Potential Tax Changes Seen Having Little Impact on Captive Use

A 3D bubble businessman icon uses a magnifying glass to examine red letters forming the word TAXES

July 14, 2021 |

A 3D bubble businessman icon uses a magnifying glass to examine red letters forming the word TAXES

With insurance buyers turning to captive insurance more than ever as a risk financing solution, tax developments in the United States or on the international front should have little impact on the captive industry, a panel of experts suggested.

Speaking during a July 13 webinar presented by the Self-Insurance Institute of America (SIIA), the panelists discussed such topics as tax issues, COVID-19, and captive insurance growth, with the discussion informed by findings of the SIIA's inaugural Captive Industry Survey.

Among the survey's key findings was that, despite pressure from the Internal Revenue Service (IRS) and regulatory burdens, captive insurance company owners remain hesitant to take the IRS global settlement offer. Some captive managers surveyed indicated 95 percent of clients chose not to settle, while others reported 50 percent or slightly less than half choosing to settle.

The SIIA survey also found that 35 percent of the captive managers responding said they had a captive currently under audit by the IRS.

Webinar panelist Sean King, principal at CIC Services, said he thinks the IRS's increased scrutiny of captives might have "backfired a little bit" and in fact drawn more attention to captive insurance companies and how they can be used to manage risk.

Still, he said he's seen a number of captive parents winding up captives after they were "terrorized by the IRS" into closing them down. "We are seeing people with very important, very legitimate captives, unfortunately becoming afraid from all the IRS scrutiny and sometimes unwinding them or underutilizing them," Mr. King said.

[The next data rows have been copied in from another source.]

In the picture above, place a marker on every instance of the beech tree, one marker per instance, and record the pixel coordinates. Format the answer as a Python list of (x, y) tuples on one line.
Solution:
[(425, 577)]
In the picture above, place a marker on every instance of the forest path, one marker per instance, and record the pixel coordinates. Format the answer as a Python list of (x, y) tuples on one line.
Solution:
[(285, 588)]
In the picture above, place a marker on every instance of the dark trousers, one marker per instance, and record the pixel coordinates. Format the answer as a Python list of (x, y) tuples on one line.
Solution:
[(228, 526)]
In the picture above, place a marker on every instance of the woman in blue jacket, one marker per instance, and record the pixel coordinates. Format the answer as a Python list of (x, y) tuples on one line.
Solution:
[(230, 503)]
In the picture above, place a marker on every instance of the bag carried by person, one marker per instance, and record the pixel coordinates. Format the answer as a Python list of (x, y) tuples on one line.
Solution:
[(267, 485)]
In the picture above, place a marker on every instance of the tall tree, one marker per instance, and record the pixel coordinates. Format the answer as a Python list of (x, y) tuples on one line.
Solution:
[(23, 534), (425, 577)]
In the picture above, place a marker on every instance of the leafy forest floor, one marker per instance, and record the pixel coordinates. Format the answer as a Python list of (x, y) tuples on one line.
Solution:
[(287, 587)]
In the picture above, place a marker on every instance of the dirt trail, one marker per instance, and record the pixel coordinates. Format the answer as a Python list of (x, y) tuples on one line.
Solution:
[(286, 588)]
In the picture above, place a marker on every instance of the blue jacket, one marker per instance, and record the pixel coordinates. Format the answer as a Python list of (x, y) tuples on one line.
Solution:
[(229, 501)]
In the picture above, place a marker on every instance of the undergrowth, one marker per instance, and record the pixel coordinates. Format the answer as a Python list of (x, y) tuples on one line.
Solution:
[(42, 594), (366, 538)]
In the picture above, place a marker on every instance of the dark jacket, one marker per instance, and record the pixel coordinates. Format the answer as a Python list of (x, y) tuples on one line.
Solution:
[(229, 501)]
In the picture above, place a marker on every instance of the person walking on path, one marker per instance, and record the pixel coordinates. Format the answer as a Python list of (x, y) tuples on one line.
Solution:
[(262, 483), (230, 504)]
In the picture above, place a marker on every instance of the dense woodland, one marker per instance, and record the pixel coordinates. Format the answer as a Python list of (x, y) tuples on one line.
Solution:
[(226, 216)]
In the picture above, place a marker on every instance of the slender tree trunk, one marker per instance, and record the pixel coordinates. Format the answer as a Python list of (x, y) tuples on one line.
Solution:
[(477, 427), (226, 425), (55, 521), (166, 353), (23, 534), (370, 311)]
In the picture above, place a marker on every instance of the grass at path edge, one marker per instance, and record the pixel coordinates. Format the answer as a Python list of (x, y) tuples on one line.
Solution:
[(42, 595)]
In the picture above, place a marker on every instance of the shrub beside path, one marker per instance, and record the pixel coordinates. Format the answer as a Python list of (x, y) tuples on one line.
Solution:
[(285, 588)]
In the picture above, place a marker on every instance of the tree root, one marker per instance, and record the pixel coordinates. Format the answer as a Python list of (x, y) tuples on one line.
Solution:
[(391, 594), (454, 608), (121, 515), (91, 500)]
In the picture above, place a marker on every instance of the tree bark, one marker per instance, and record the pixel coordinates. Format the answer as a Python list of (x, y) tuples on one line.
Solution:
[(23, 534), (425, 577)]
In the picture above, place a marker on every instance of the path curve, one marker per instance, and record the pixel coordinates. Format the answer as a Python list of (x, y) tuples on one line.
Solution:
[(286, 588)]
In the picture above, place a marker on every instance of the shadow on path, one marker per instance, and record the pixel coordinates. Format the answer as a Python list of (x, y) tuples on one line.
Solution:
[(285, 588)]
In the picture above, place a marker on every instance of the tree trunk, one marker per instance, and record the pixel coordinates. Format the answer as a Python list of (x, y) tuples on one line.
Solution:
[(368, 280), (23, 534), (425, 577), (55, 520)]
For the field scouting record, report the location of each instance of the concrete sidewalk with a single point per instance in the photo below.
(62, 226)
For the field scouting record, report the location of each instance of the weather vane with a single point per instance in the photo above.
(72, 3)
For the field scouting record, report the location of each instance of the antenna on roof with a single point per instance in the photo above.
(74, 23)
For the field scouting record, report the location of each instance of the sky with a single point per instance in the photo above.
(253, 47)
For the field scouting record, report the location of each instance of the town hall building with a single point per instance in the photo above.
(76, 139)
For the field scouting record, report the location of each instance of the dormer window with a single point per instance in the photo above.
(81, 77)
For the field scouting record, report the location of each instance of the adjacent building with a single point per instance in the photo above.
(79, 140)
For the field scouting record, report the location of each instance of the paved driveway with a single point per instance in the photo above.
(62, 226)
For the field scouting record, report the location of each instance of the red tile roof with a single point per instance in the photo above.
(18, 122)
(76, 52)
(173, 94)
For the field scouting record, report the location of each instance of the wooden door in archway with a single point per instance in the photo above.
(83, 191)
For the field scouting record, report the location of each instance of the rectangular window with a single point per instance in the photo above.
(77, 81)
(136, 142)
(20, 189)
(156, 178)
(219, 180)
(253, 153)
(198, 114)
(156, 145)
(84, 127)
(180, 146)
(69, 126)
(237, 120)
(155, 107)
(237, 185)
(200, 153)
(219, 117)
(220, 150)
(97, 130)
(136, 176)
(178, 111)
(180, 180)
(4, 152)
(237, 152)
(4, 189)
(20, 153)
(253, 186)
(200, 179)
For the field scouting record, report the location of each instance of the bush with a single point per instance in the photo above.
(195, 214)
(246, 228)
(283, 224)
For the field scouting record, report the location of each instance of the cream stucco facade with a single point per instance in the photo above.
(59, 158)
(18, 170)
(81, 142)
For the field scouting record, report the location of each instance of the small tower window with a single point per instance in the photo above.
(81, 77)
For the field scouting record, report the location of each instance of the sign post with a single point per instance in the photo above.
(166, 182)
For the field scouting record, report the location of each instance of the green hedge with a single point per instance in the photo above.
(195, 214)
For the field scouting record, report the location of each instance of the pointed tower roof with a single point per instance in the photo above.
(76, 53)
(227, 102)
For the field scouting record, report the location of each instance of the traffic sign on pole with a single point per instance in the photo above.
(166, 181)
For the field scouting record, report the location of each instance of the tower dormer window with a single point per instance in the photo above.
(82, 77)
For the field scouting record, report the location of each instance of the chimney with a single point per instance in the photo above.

Mr. King also suggested that the IRS interest in captive insurance goes beyond just micro-captives.

"I just think the industry is whistling past the graveyard if they believe the IRS ever intended this to be an 831(b)-only issue," he said. While the IRS had little success attacking large captives, they found they might have some success in attacking smaller captives that are in less of a position to defend themselves and might find it cheaper to settle than to go to court, Mr. King said.

Another panelist on the "SIIA Captive Industry Survey Release and Advocacy Update" webinar, Jerry Messick, principal and CEO of Elevate Risk Solutions, said, "I don't know that anybody really argues about the service's desire to crack down on poorly created captives." The issue, he suggested, is the wide net the IRS is casting that's taking in some legitimately structured captives covering real risks.

"We need to take a scalpel to the problem of abusive behavior," said Ryan Work, vice president, government affairs at SIIA, who moderated the webinar. "We can't take a sledgehammer to everybody."

Still, US tax issues or a proposed global 15 percent minimum tax won't have a significant impact on captive insurance, Mr. Messick said, as businesses will continue using captives to solve risk financing problems.

"From our perspective, it's still business as usual, no matter what the rate is," Mr. Messick said. There might be some tweaks to captive structures, "but overall, they're doing it for the right reasons and it's always a business decision," Mr. Messick said.

Panelist Jeff Fitzgerald, vice president of employee benefits at Innovative Captive Solutions, agreed that it will be captive business as usual, regardless of what happens with taxes. "These are business owners making the best decision they can and trying to take some control," he said.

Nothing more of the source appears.